🤖 AI Summary
This work addresses the challenge that existing physics-informed machine learning methods struggle to enforce Dirichlet, Neumann, and Robin boundary conditions exactly on arbitrary curved quadrilateral domains, particularly due to compatibility constraints at corners where Neumann and Robin boundaries intersect. To overcome this limitation, the authors propose a systematic framework that integrates exact geometric mapping, the Theory of Functional Connections (TFC), and transfinite interpolation to construct trial functions that rigorously satisfy all boundary conditions and vertex compatibility requirements. These trial functions are embedded within an Extreme Learning Machine (ELM) to solve partial differential equations.
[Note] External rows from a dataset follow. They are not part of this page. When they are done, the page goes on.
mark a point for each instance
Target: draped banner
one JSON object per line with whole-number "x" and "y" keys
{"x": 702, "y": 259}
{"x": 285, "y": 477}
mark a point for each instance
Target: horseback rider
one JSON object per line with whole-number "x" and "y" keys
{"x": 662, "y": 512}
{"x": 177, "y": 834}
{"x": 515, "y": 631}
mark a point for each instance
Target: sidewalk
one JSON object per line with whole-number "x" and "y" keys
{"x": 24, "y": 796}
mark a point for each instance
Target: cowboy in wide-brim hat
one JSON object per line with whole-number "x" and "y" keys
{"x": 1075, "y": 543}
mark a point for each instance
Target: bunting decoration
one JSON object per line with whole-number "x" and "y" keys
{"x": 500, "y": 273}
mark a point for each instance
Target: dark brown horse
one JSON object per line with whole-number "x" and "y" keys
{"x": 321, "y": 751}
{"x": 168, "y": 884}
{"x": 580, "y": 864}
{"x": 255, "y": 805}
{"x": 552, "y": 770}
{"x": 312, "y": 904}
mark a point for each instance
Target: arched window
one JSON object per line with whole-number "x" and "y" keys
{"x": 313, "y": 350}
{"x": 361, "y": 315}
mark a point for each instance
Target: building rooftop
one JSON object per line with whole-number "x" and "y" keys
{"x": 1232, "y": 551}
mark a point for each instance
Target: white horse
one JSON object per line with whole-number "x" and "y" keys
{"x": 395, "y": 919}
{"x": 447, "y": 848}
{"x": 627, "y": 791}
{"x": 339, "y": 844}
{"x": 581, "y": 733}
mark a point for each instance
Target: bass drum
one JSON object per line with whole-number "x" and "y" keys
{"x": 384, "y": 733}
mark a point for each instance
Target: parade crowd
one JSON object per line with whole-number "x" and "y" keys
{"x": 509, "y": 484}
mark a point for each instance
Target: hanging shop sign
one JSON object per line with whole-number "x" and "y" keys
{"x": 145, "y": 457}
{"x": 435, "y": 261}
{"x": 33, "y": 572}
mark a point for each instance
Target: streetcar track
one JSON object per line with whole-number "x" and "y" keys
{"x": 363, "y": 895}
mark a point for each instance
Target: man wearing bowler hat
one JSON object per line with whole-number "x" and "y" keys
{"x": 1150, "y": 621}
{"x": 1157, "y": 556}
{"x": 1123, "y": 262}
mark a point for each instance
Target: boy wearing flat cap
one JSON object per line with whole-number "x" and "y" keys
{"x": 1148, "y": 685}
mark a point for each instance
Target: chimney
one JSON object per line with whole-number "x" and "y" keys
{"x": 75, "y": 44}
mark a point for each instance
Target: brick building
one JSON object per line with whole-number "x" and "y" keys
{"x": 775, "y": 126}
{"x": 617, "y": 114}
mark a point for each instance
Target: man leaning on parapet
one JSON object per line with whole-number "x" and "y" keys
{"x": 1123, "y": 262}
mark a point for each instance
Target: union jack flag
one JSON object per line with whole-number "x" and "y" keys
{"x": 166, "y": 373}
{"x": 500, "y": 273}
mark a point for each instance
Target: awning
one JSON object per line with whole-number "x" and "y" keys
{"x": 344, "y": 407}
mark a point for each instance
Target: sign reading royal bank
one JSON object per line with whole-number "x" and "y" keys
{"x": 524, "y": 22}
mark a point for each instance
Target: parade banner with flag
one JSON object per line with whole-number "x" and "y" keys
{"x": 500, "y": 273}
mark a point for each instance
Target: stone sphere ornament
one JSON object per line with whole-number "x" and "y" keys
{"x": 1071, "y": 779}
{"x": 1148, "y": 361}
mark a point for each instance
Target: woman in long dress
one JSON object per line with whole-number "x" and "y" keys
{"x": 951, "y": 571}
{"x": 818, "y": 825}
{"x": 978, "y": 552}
The method achieves machine-precision enforcement of boundary conditions on complex curved quadrilateral domains—surpassing conventional approaches that only approximate such constraints—and demonstrates high accuracy and broad applicability across a range of linear/nonlinear and steady/unsteady problems.
📝 Abstract
We present a systematic method for exactly enforcing Dirichlet, Neumann, and Robin type conditions on general quadrilateral domains with arbitrary curved boundaries. Our method is built upon exact mappings between general quadrilateral domains and the standard domain, and employs a combination of TFC (theory of functional connections) constrained expressions and transfinite interpolations. When Neumann or Robin boundaries are present, especially when two Neumann (or Robin) boundaries meet at a vertex, it is critical to enforce exactly the induced compatibility constraints at the intersection, in order to enforce exactly the imposed conditions on the joining boundaries. We analyze in detail and present constructions for handling the imposed boundary conditions and the induced compatibility constraints for two types of situations: (i) when Neumann (or Robin) boundary only intersects with Dirichlet boundaries, and (ii) when two Neumann (or Robin) boundaries intersect with each other. We describe a four-step procedure to systematically formulate the general form of functions that exactly satisfy the imposed Dirichlet, Neumann, or Robin conditions on general quadrilateral domains. The method developed herein has been implemented together with the extreme learning machine (ELM) technique we have developed recently for scientific machine learning. Ample numerical experiments are presented with several linear/nonlinear stationary/dynamic problems on a variety of two-dimensional domains with complex boundary geometries. Simulation results demonstrate that the proposed method has enforced the Dirichlet, Neumann, and Robin conditions on curved domain boundaries exactly, with the numerical boundary-condition errors at the machine accuracy.